I am not sure where to ask this, but some background:
Did a flight in drone deploy in like July, then copied and pasted the flight plan and did same flight with the same phantom p4p in sept. Processed images (I still have them as the individual images from each m ission) in WebODM, same settings and the resulting orthos are off…or don’t match. They almost seemed slightly transposed or translated from eachother. Was curious for ideas of what might of caused this:
My flight ?
The processing methods?
Any way I could begin to trouble shoot.
Here is a link to the juxtaposeJS of the two images with a slider to see how they differ.
If you turn --ignore-gsd, do you get a better result? Just trying to exclude the possibility of a software bug (I think smathermather-cm is correct however).
I was hoping I could build very nice progress photos of construction sites over time without having to get into expensive GCPs. if I really need quality GCPs it means I need the expensive GPS units to go with it Seems a bummer cant even do quality progression photos without expensive equipement for GCPs. I guess I didn’t realize the GPS in the Phantom 4 pro was that bad.
I’m still pretty much a rookie here but my interest is in contour lines and need the GCP capability… I have teamed up with a local surveyor who is just getting into drones as well… we made some targets that are just 16 inch square pieces of ply wood with a black and white pattern on them. Just thinking out loud but can you scale one image to the other manually using existing identifiable points in the images. Also have you seen these devices…
Okay, how do I do this??!? This sounds like a good enough solution for nice construction progress orthos. I have seen the Emlid one, I would have to see how accurate it can be or is though. I am not a Surveyor so while I want accurate maps I feel like a total hack trying to dink around and purchase Emlid or other such equipment
I dont know if its possible to load the composite image into a photo editing program and resize and trim them manually. I’m not a happy camper at the moment… my server on Digital Ocean is down… had some weird issue with processing my payment and still trying to get it straightened out.
Is that where you are hosting your instance of WebODM? I had a left over decent-ish PC I just slapped Ubuntu on it and am running there on my network (opened it up to the outside too). Seems to work okay. I thought maybe I could do the ‘tie points’ within webODM somehow. I could get unlazy and figure out how to scale the pictures to eachother I guess…just thought there was a more automagic way to do this.
Yes… I just set it up about a month ago and have been pleased with it for the most part… I have a django box there as well that is still working at the moment. you can have a server up and running in minutes… a lot of prebuilt options. you can resize memory and processors up and down. My friend just got a Mavic 2 Pro but unfortunately the GPS altitude above sea level is unusable. An upcoming firmware upgrade is supposed to address this issue.

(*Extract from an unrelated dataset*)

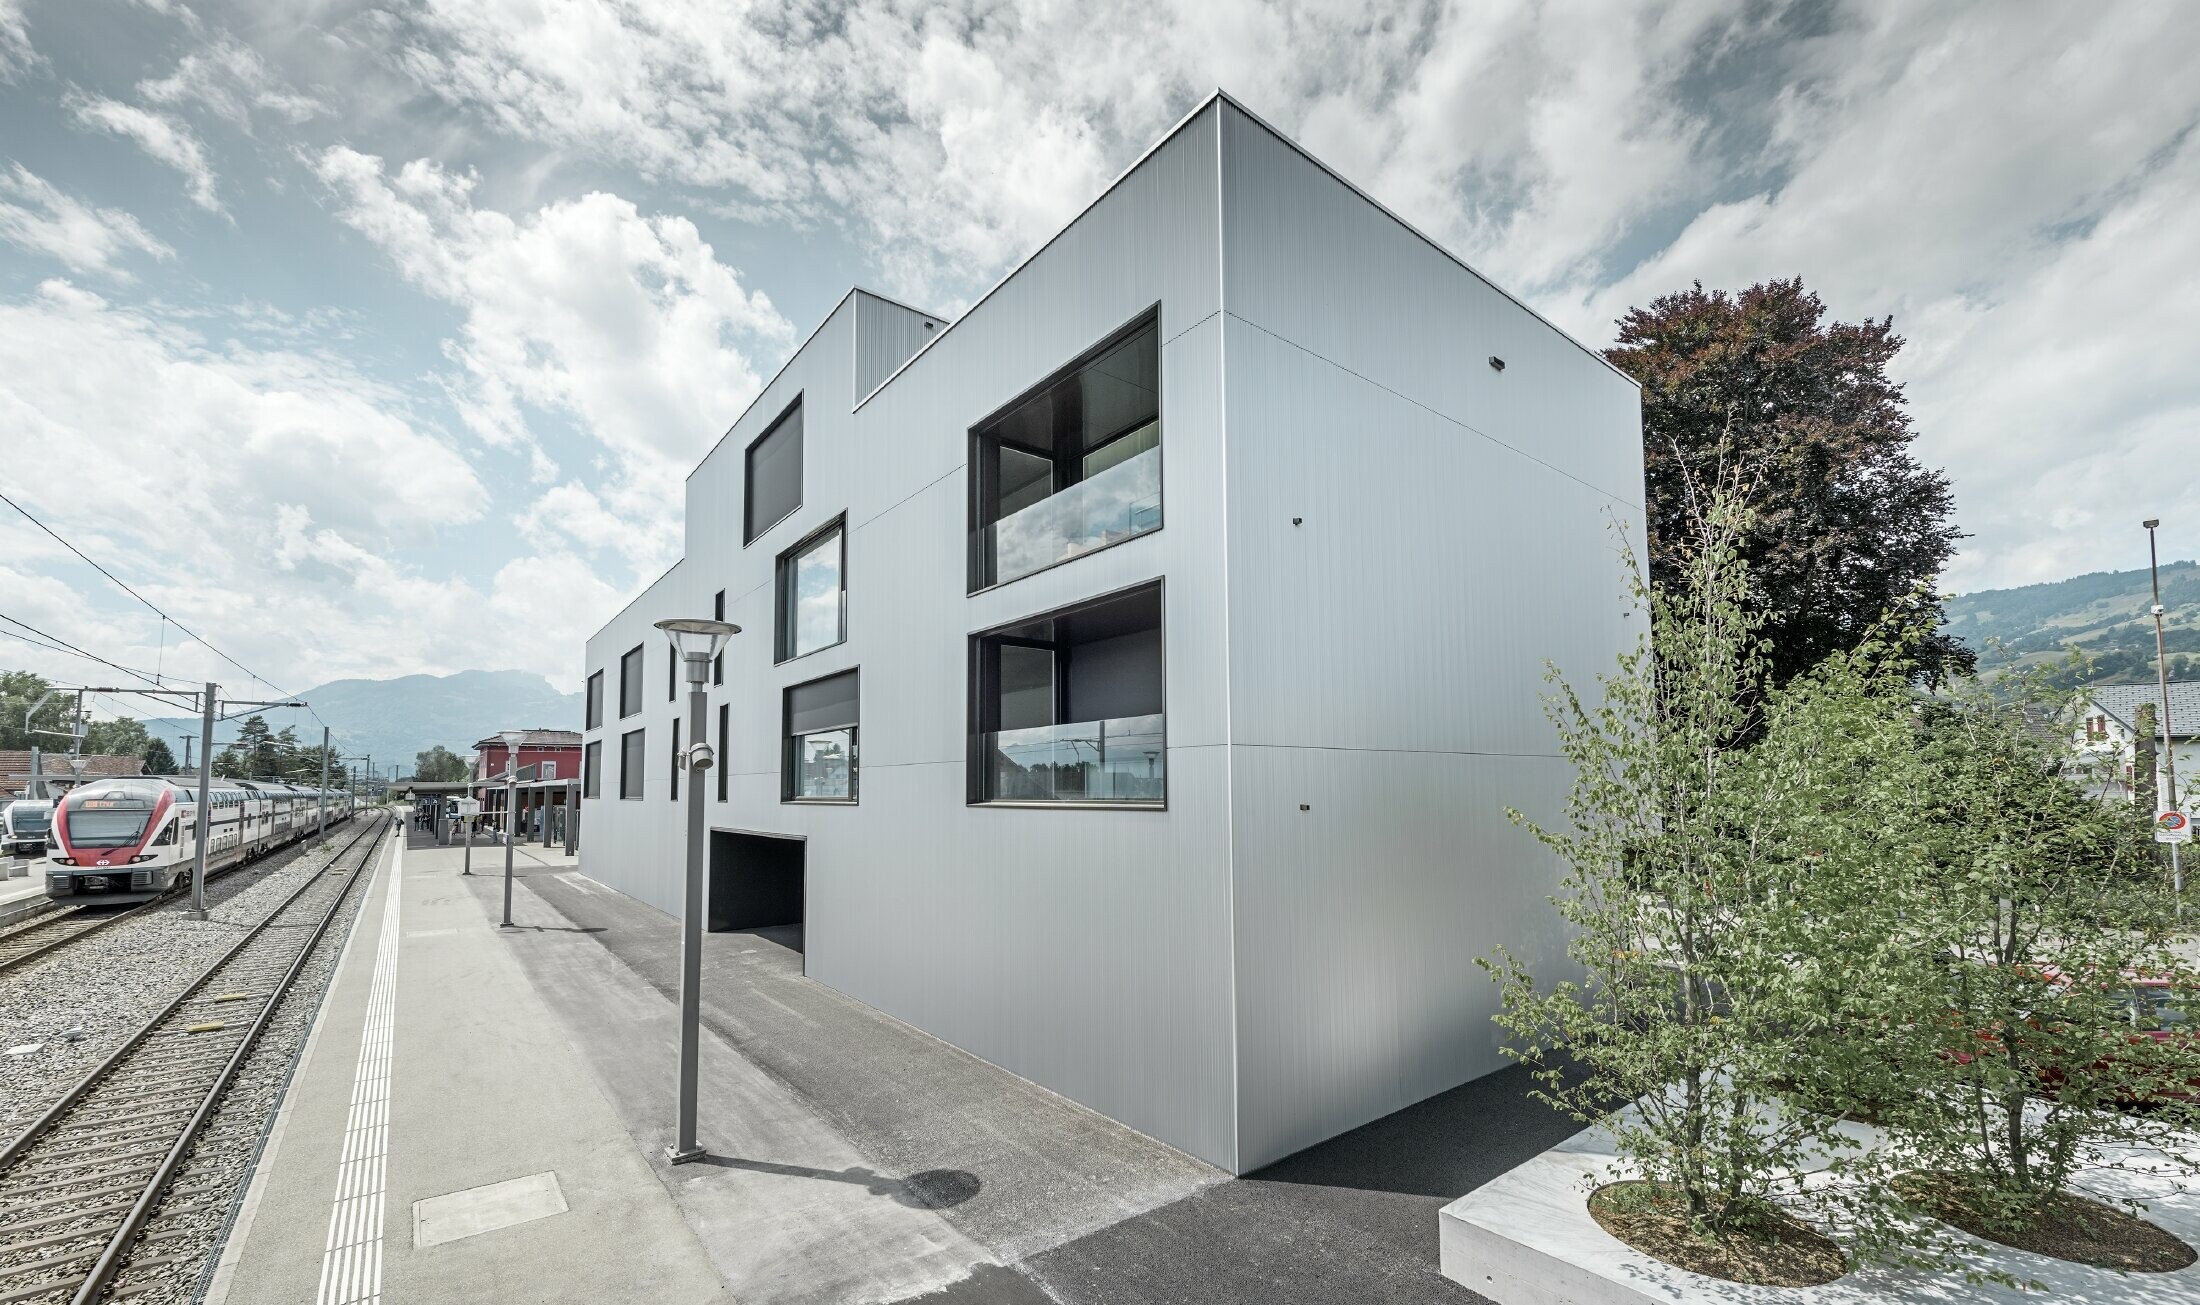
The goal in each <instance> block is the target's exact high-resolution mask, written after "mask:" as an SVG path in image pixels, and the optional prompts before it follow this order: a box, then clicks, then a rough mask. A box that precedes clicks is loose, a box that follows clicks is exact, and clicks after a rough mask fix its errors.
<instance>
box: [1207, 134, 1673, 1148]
mask: <svg viewBox="0 0 2200 1305" xmlns="http://www.w3.org/2000/svg"><path fill="white" fill-rule="evenodd" d="M1223 178H1225V183H1223V233H1225V240H1223V255H1225V264H1223V284H1225V293H1223V304H1225V319H1223V321H1225V374H1228V390H1225V414H1228V442H1230V475H1228V482H1230V493H1228V519H1230V539H1228V555H1230V737H1232V744H1234V746H1232V816H1234V819H1232V836H1234V854H1232V860H1234V891H1236V896H1234V904H1236V935H1234V937H1236V1019H1239V1166H1241V1169H1254V1166H1258V1164H1265V1162H1269V1160H1276V1158H1280V1155H1287V1153H1291V1151H1296V1149H1300V1147H1307V1144H1311V1142H1318V1140H1322V1138H1329V1136H1333V1133H1338V1131H1344V1129H1351V1127H1355V1125H1360V1122H1366V1120H1371V1118H1377V1116H1382V1114H1386V1111H1393V1109H1399V1107H1404V1105H1408V1103H1412V1100H1419V1098H1423V1096H1430V1094H1434V1092H1441V1089H1445V1087H1452V1085H1456V1083H1461V1081H1465V1078H1470V1076H1476V1074H1485V1072H1489V1070H1496V1067H1500V1063H1503V1061H1500V1059H1498V1030H1496V1028H1494V1026H1492V1023H1489V1015H1494V1010H1496V995H1494V988H1492V984H1489V982H1487V977H1483V975H1481V973H1478V970H1476V966H1474V957H1476V955H1487V953H1492V948H1496V946H1498V944H1505V946H1511V948H1516V951H1522V953H1525V955H1529V957H1536V959H1538V962H1540V964H1544V966H1551V964H1564V962H1562V940H1560V929H1558V920H1555V913H1553V911H1551V909H1549V904H1547V896H1549V893H1551V891H1553V887H1555V885H1558V878H1560V867H1558V865H1555V860H1553V858H1551V856H1549V854H1547V852H1542V847H1540V845H1536V843H1533V841H1531V838H1529V836H1527V834H1525V832H1520V830H1516V827H1511V823H1509V821H1507V816H1505V808H1507V805H1516V808H1520V810H1527V812H1533V814H1538V816H1542V819H1555V816H1558V814H1560V810H1562V805H1560V803H1562V799H1564V790H1566V783H1569V781H1571V768H1569V766H1566V764H1564V761H1562V759H1560V757H1555V750H1558V746H1555V739H1553V735H1551V728H1549V726H1547V724H1544V717H1542V711H1540V702H1538V698H1540V693H1542V691H1544V682H1542V671H1544V662H1558V665H1562V667H1564V669H1566V671H1571V673H1573V676H1575V680H1593V676H1595V673H1597V671H1604V669H1606V667H1608V665H1610V660H1613V656H1615V651H1617V649H1619V647H1621V645H1624V643H1626V640H1628V638H1630V627H1628V618H1626V605H1624V579H1626V574H1624V572H1621V568H1619V566H1617V544H1619V539H1621V537H1632V539H1637V541H1639V537H1641V519H1639V506H1637V504H1641V442H1639V425H1637V412H1639V407H1637V392H1635V387H1632V385H1630V383H1628V381H1626V379H1621V376H1617V374H1613V372H1610V370H1608V368H1606V365H1604V363H1602V361H1599V359H1595V357H1591V354H1586V352H1584V350H1580V348H1577V346H1573V343H1571V341H1566V339H1564V337H1560V335H1558V332H1555V330H1553V328H1549V326H1547V323H1542V321H1540V319H1536V315H1531V312H1529V310H1525V308H1520V306H1518V304H1514V301H1511V299H1507V297H1505V295H1500V293H1496V290H1494V288H1492V286H1487V284H1485V282H1481V279H1478V277H1474V275H1472V273H1470V271H1465V268H1463V266H1459V264H1456V262H1454V260H1450V257H1448V255H1443V253H1441V251H1437V249H1434V246H1430V244H1428V242H1423V240H1419V238H1417V235H1412V233H1410V231H1408V229H1406V227H1401V224H1399V222H1395V220H1393V218H1388V216H1384V213H1382V211H1379V209H1375V207H1373V205H1368V202H1366V200H1364V198H1360V196H1355V194H1353V191H1351V189H1349V187H1346V185H1342V183H1340V180H1335V178H1333V176H1329V174H1327V172H1324V169H1320V167H1318V165H1313V163H1311V161H1307V158H1305V156H1302V154H1298V152H1296V150H1294V147H1289V145H1287V143H1283V141H1280V139H1276V136H1274V134H1272V132H1267V130H1265V128H1263V125H1258V123H1256V121H1252V119H1247V117H1245V114H1241V112H1239V110H1234V108H1228V106H1225V110H1223ZM1489 354H1498V357H1503V359H1507V368H1505V372H1503V374H1498V372H1494V370H1492V368H1489V365H1487V361H1485V359H1487V357H1489ZM1294 517H1296V519H1298V522H1300V524H1294ZM1615 528H1617V535H1615ZM1300 805H1307V808H1309V810H1305V812H1300Z"/></svg>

Addendum: if you’re not comfortable on the command line and can share the images (either widely or just with me), I’d be happy to test if split merge is an approach that would work for this use case.
I don’t mind sharing the images, though the images are like 166 of them. I am not sure why a split-merge as if it is a large data set would help. I am reading the link on QGIS too. I haven’t dabbled much at all. I am comfy in the command line but my ability to log into that box and do Command Line things are hindered till at least the weekend. I could pop both the missions up on google drive and post links?
This is interesting but I am not sure it would work with a Phantom4 Pro. It seems to want to connect up to a camera’s hot shoe if I read it right? I need to delve more into it to double check.
Yes that might be a bit of a chore to retrofit… I had advertised on craigslist for a surveyor to set ground control points… the guy I eventually connected with had already purchased and had just received the Mavic the same day we connected… I was afraid it might have a rolling shutter as there was no mention of a mechanical shutter as with the p4p. He has since bought a used Inspire 1… I’ve never seen one in person… heading over this evening to see it fly. It might be a better platform to experiment with… it has been around for a while and I read that DJI released a sdk for those wishing to write custom apps. Maybe thats just wishful thinking on my part. I’ve scratch built quite a few quads that use betaflight on STM32F4 controllers but I’ve not experimented with INAV which is controller software with waypoint capability.
This is a proposed off-script use of split-merge. Split-merge’s purpose is to allow for the split of datasets in the case of really large datasets it’s true. But the problem that it solves is actually the co-alignment of datasets.
It’s actually pretty trivial to split datasets up, process them on different nodes and then put them back together. The challenge with the use of commodity GPS, however, is that when that approach is used naively with large datasets, the datasets don’t go back together well, as they don’t match well in the XY and Z axes. So the challenge for split-merge was to maintain alignment of all the input data, while allowing for somewhat independent processing of it.
In your use case, it’s a pair of small datasets that need to be aligned, but processed separately. This is a very similar problem to one dataset being split into two pieces and processed separately – and the alignment issues in doing so naively are the same for each approach.